Many of the greatest acting teachers discovered the importance Of stimuli germinating in the actor's fertile inner life; the actor's experiences then spontaneously flow into behavior. Meisner proposed what no other teachers had: that the actor should activate behavior by focusing on "the doing" and on "working off the other person." Sandy kept, "self-involvement" and "self-indulgent emotional introspection" as far as possible from acting. Experiential connections, Physical Intelligence, and sensory stimuli can be incorporated into this work without encouraging self-indulgence; they will, in fact, render self-absorption nearly impossible.
Experiencing the inner life of the other actor not only enhances the flow of actor to actor, but extends to the performance itself. An audience will experience in their bodies only what the actor experiences in his. The audience's body has its own Physical Intelligence that recognizes the inner activity of the actor. The audience wants the actor's experiences first, because the whole internal life of the audience comes alive only when they can experience the life in the actors. The internal activity of the actor's body is the source of gestures and or sounds. Vivid experience will produce vivid behavior that brings the body of an audience member to full life. Sandy said, "An ounce of behavior is worth a pound of words." I would amend that to say, "An ounce of experience is worth a pound of behavior."

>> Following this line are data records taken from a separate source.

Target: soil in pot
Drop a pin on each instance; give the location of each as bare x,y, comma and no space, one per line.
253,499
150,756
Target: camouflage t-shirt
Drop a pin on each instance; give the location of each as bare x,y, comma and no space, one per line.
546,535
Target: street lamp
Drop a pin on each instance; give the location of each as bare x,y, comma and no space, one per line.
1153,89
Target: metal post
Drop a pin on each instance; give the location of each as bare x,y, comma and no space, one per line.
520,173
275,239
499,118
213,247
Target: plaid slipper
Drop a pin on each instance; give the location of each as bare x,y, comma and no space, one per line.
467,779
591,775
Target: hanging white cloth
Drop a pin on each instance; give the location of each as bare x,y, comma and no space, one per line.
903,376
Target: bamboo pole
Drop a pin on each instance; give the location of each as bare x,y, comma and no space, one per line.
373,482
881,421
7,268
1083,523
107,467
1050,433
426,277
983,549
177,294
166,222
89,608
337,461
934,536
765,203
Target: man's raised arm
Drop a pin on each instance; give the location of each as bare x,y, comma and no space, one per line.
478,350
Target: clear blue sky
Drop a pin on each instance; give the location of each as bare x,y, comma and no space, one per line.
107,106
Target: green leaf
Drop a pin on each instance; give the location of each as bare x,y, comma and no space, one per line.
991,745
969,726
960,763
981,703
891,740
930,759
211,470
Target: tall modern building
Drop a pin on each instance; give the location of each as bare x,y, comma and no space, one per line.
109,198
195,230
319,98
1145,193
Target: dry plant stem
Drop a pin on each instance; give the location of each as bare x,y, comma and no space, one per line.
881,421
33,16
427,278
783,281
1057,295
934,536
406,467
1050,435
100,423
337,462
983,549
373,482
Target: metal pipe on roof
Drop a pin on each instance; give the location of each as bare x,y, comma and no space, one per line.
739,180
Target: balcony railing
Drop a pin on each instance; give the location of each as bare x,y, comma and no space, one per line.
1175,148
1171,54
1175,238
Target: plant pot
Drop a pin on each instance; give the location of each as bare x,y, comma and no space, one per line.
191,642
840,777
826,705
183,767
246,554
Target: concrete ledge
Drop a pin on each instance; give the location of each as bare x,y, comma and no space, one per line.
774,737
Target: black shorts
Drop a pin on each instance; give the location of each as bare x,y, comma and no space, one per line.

Even as a preteenager, I felt that how we respond to our world was as important as the specifics of the world that we were experiencing. Walt Whitman opens his mighty Leaves of Grass, "observing a spear of summer grass." We can see Venice and experience nothing. We can hear the person across from us as he is talking and find a universe in just the sound of the voice. In theater and film, the body must process major issues of life, whether comic or tragic. The actor's inner life grows from these experiences, and she is able to process more than she did before the performance began. Her experiences open her audience to those same abilities to process their world. The audience will become more alive to the world around them, and they will become expressive of their own experiences - because of the actor's art.